When a Story Doesn’t End

When characters refuse to leave you alone

When I retired from corporate life at seventy, I needed to fill the space it left behind.

I had dabbled in photography for decades and built up thousands of images from all over the world. I even produced a few coffee-table books. But in recent years it had lost its pull. I found myself short of inspiration, reluctant to go out and make the images at all.

Writing, on the other hand, had always been there. Proposals, sales documents, messages. Words had paid my way for more than forty years. So I began to wonder whether there might be a novel in me after all.

But what could I write about? What did I really know?

I’ve always been drawn to history, psychology and philosophy. To trying to make sense of life. And I grew up in a mining village in South Wales. My father and grandfather were miners, and as a student I worked in coal yards to support myself through university.

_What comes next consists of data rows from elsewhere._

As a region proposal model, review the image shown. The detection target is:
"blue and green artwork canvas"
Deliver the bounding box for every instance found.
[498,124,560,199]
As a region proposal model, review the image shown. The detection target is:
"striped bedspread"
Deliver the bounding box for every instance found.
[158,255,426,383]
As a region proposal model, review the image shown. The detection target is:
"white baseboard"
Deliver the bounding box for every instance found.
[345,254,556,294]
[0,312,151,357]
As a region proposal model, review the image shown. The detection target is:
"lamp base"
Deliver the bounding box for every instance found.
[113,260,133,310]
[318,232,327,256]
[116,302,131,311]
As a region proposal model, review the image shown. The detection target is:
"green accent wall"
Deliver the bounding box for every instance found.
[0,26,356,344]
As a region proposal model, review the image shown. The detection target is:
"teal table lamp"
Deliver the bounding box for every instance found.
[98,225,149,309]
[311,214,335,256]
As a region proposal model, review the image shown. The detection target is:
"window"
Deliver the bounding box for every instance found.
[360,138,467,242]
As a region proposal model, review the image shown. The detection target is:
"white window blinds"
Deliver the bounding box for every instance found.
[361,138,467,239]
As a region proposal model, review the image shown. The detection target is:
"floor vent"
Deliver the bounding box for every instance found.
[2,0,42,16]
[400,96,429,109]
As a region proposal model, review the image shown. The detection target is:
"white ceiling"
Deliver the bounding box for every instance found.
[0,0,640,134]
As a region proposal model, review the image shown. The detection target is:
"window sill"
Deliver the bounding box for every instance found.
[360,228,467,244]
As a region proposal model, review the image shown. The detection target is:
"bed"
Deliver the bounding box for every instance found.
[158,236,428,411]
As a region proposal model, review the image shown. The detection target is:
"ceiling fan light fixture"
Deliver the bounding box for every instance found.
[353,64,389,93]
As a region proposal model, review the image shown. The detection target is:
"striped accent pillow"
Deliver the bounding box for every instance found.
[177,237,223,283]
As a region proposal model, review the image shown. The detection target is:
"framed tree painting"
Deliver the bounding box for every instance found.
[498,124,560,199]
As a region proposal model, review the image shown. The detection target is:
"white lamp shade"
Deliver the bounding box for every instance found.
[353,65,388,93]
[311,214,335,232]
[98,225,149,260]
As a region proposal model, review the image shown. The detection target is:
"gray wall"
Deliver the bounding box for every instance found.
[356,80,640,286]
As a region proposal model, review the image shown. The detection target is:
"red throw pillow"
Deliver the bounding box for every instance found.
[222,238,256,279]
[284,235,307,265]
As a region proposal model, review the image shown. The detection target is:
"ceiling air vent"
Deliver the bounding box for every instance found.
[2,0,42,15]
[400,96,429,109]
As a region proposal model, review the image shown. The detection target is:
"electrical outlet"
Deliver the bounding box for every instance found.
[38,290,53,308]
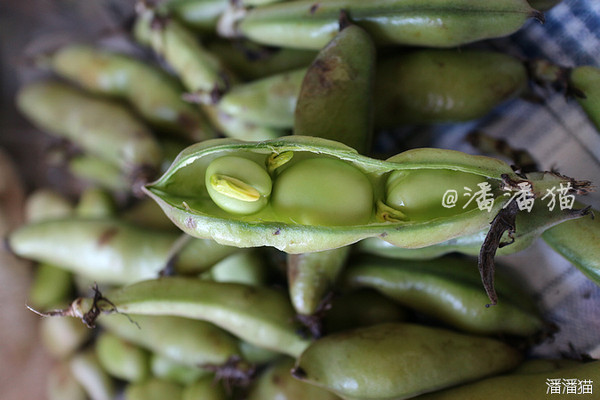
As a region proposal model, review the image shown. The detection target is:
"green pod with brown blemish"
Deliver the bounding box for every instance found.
[8,218,237,284]
[217,68,306,128]
[373,50,528,127]
[247,357,339,400]
[415,361,600,400]
[145,135,580,253]
[294,20,375,154]
[99,314,239,367]
[124,378,183,400]
[292,323,522,400]
[50,45,215,141]
[95,332,150,382]
[340,257,544,336]
[17,81,162,176]
[230,0,543,49]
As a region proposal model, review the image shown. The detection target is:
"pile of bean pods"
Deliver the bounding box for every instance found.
[6,0,600,400]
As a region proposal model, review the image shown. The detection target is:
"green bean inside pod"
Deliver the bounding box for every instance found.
[145,136,544,253]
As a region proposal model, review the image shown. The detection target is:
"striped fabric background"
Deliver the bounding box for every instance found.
[408,0,600,358]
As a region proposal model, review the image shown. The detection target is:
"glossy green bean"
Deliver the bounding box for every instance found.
[231,0,542,49]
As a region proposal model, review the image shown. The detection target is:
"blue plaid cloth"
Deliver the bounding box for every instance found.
[433,0,600,360]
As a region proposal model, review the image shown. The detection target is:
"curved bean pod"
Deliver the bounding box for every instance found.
[17,81,162,176]
[248,357,339,400]
[373,50,528,127]
[292,323,521,400]
[542,206,600,285]
[341,257,543,336]
[134,10,228,98]
[65,278,308,356]
[98,314,239,367]
[230,0,543,49]
[217,68,306,128]
[50,45,215,141]
[8,218,237,284]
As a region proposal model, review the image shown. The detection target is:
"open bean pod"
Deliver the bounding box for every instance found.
[144,136,584,253]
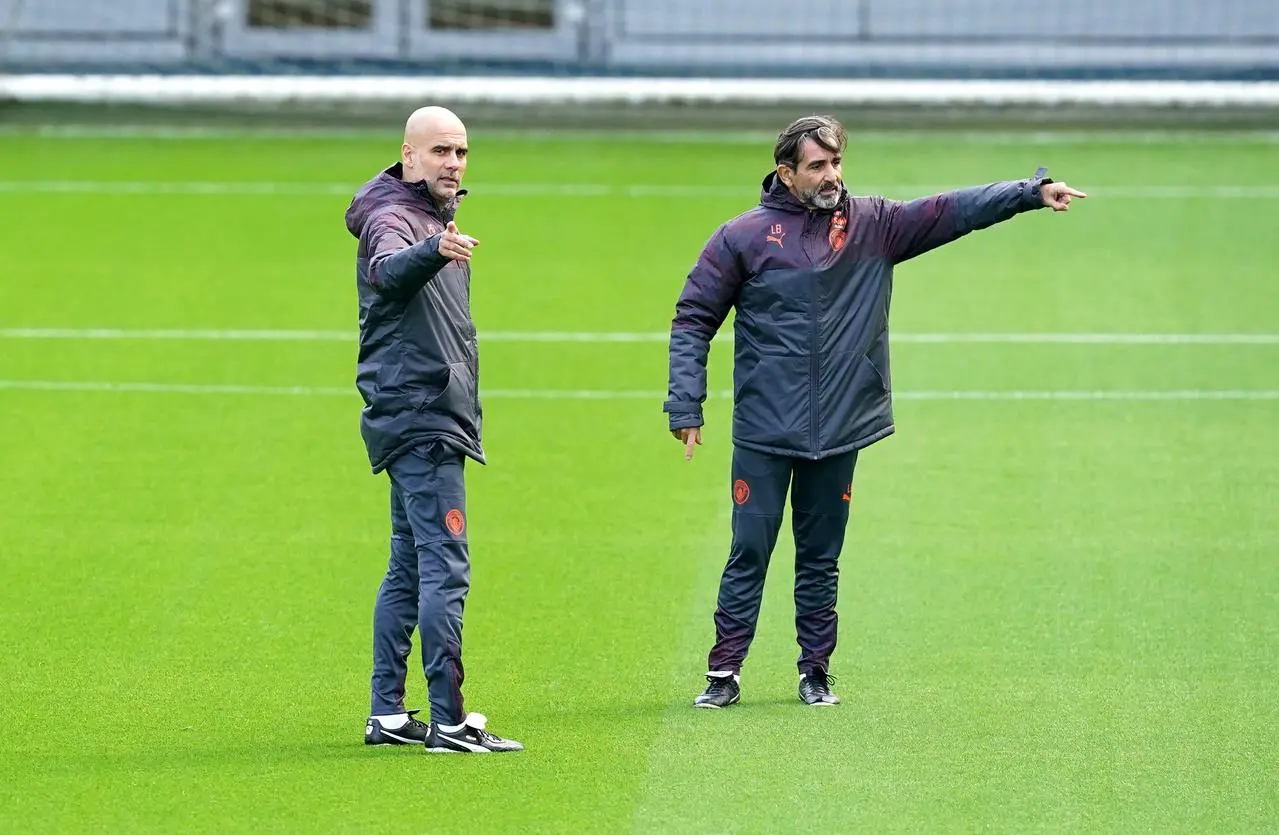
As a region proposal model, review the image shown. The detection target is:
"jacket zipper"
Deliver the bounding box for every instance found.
[804,211,821,454]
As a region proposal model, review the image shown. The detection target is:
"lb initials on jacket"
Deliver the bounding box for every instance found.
[830,208,848,252]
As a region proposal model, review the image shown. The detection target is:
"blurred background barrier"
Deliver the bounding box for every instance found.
[0,0,1279,127]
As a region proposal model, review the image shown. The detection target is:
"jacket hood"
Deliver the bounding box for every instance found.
[760,170,848,212]
[347,162,467,238]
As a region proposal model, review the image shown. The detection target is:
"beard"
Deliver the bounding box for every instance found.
[798,182,843,210]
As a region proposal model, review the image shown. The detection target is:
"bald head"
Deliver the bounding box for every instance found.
[404,106,467,144]
[400,106,468,202]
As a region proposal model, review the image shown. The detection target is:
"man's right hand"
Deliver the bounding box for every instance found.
[670,426,702,462]
[440,220,480,261]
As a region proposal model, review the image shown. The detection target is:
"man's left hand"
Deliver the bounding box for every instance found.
[1040,183,1087,212]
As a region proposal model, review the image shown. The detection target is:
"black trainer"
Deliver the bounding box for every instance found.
[365,711,428,745]
[693,675,742,708]
[426,714,524,754]
[799,667,839,707]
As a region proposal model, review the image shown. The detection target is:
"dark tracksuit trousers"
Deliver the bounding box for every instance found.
[372,444,471,725]
[709,446,857,674]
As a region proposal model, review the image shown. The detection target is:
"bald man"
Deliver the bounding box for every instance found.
[347,107,523,753]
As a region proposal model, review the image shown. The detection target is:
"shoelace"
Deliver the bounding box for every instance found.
[806,670,835,693]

I once read the familiar advice: write about what you know. That was the spark that led me to write my first novel, Unseen Souls.

I immersed myself in memory and research and began writing every day. It felt organic, almost inevitable. I wanted to know what happened next, and that curiosity pulled me forward.

Unseen Souls eventually reached 530 pages. I loved writing it. I still dislike the business of promoting it.

What I didn’t expect was what came after.

I hadn’t planned to start the sequel just yet. There were other ideas waiting. Other projects that might have been more sensible.

But the truth is simpler than that. The characters wouldn’t leave me alone.

They stayed with me after I closed the document. They appeared while I was walking, reading, half-listening to the news. My wife would ask, ‘What have Eliza or Ned been up to today?’ We spoke about them as if they were real. In a way, they were.

I found myself wondering not what should happen next, but what did happen, as though their lives were unfolding somewhere beyond the page, and I was merely catching up.

That, I think, is one of the quiet truths of writing fiction. When it works, characters stop feeling like inventions and begin to feel like people. People shaped by forces larger than themselves. Poverty. Class. Labour. Illness. Belief.

You don’t control them so much as listen.

I write historical fiction grounded in real lives and real conditions. The scaffolding is real. The places existed. The industries existed. The suffering existed. But the inner lives must be imagined with care and humility.

Perhaps that is why the bond can feel so strong. You are not just telling a story. You are carrying something forward.

When a character feels alive, continuing the story does not feel like a creative decision. It feels like a responsibility. Not a burden, but something closer to obligation. As though stopping would be a kind of abandonment.

I suspect many writers recognise this, even if they rarely speak about it. The moment when a book ends, but the people in it do not.

So I have begun the sequel. Not because of a plan or a deadline, but because the characters were still there, waiting.

And that feels like reason enough.

Unseen Souls began as an attempt to understand the lives and histories I grew up alongside. I suspect it will not be the last time I return to that ground.